On ne peut pas se permettre d’attendre que toutes les études soient faites pour légiférer
Muriel Mercier-Bonin
Chercheuse à l’Inrae
Les capacités des scientifiques complètement saturées
Omniprésents et de plus en plus diversifiés dans leurs tailles, formes et compositions, « les nanoplastiques posent des problèmes aux scientifiques, estime Guillaume Duflos, responsable du laboratoire de sécurité des aliments de l’Anses à Boulogne-sur-Mer. Nous rencontrons des difficultés, même avec une matrice relativement simple comme l’eau. Des aliments comme le thé ou le riz posent des défis analytiques supplémentaires. »
Et pourtant, il y a urgence, prévient Muriel Mercier-Bonin : « On ne peut pas se permettre d’attendre que toutes les études soient faites pour légiférer », alerte-t-elle. Selon Martin Wagner de l'université norvégienne des sciences et des technologies à Trondheim, 4 200 produits chimiques utilisés dans les plastiques sont considérés comme dangereux, « et c’est seulement faute de données disponibles sur les autres composés que ce nombre n’est pas plus élevé », s’inquiète-t-il.
Depuis 2016, un nouveau produit chimique employé par l’industrie plastique est enregistré toutes les 80 secondes en moyenne. Un rythme bien trop soutenu pour les équipes chargées d’en faire l’évaluation. Pour Guillaume Duflos, « le premier principe de précaution serait de diminuer la diversité de formulation des plastiques pour réduire nos difficultés analytiques immenses. Il faut imposer des formulations beaucoup plus limitées aux fabricants. »

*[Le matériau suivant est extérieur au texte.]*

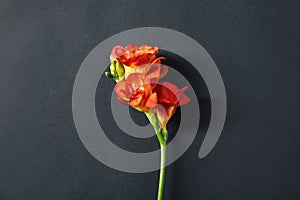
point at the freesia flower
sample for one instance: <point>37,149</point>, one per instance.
<point>137,71</point>
<point>169,98</point>
<point>136,59</point>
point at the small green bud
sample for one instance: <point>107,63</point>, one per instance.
<point>120,69</point>
<point>108,75</point>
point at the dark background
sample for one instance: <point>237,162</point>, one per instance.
<point>255,45</point>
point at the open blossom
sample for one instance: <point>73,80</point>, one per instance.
<point>133,55</point>
<point>146,94</point>
<point>135,59</point>
<point>137,71</point>
<point>137,90</point>
<point>169,97</point>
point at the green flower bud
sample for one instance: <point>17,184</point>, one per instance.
<point>120,69</point>
<point>108,75</point>
<point>112,66</point>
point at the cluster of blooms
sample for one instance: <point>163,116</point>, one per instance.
<point>137,71</point>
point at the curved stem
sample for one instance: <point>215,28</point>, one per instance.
<point>162,171</point>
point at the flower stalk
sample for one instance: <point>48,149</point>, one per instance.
<point>163,159</point>
<point>137,72</point>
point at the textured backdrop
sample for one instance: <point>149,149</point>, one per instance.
<point>255,45</point>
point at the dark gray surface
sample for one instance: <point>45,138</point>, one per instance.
<point>255,44</point>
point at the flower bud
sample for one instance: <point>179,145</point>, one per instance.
<point>120,69</point>
<point>112,66</point>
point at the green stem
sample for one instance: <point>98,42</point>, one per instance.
<point>162,136</point>
<point>163,153</point>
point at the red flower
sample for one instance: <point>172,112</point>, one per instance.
<point>137,59</point>
<point>133,55</point>
<point>144,93</point>
<point>169,98</point>
<point>137,89</point>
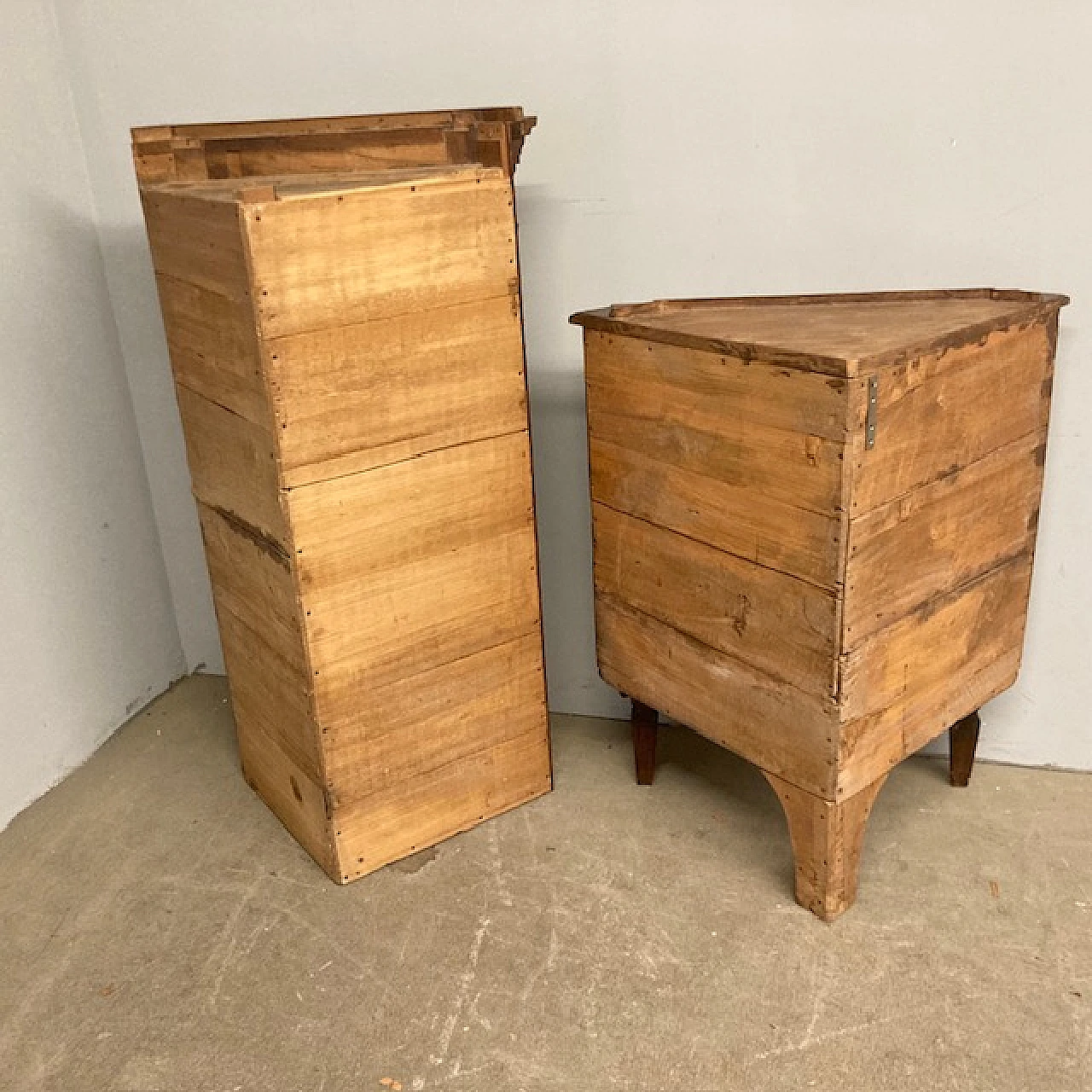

Dans l’attente de l’ultime rencontre de Busan, un collectif international pluridisciplinaire de 400 chercheurs indépendants recommande que la production de plastique primaire soit réduite de 40 % dans le monde, pour revenir au niveau de 2015. Seuls la Norvège et le Pérou ont pour l’instant adhéré à cette proposition.
La production de plastique pourrait doubler d’ici à 2030
Plus de 4 000 plastiques différents sont produits dans le monde. En 2024, plus de 500 millions de tonnes ont été fabriquées, plus du double par rapport à 2010. Les experts de l'OCDE s'attendent à ce que cette quantité double encore d'ici à 2030. Tous les secteurs d'utilisation sont en augmentation, celui de l'emballage absorbe à lui seul 30 % des plastiques produits. En 2020, moins de 10 % des déchets plastiques dans le monde sont recyclés, 17 % sont incinérés et environ la moitié sont mis en décharge, le reste (environ 20 %) finit directement dans la nature. En France, le taux de recyclage est un peu plus élevé : 600 000 tonnes recyclées sur les 3,6 millions de tonnes produites chaque année.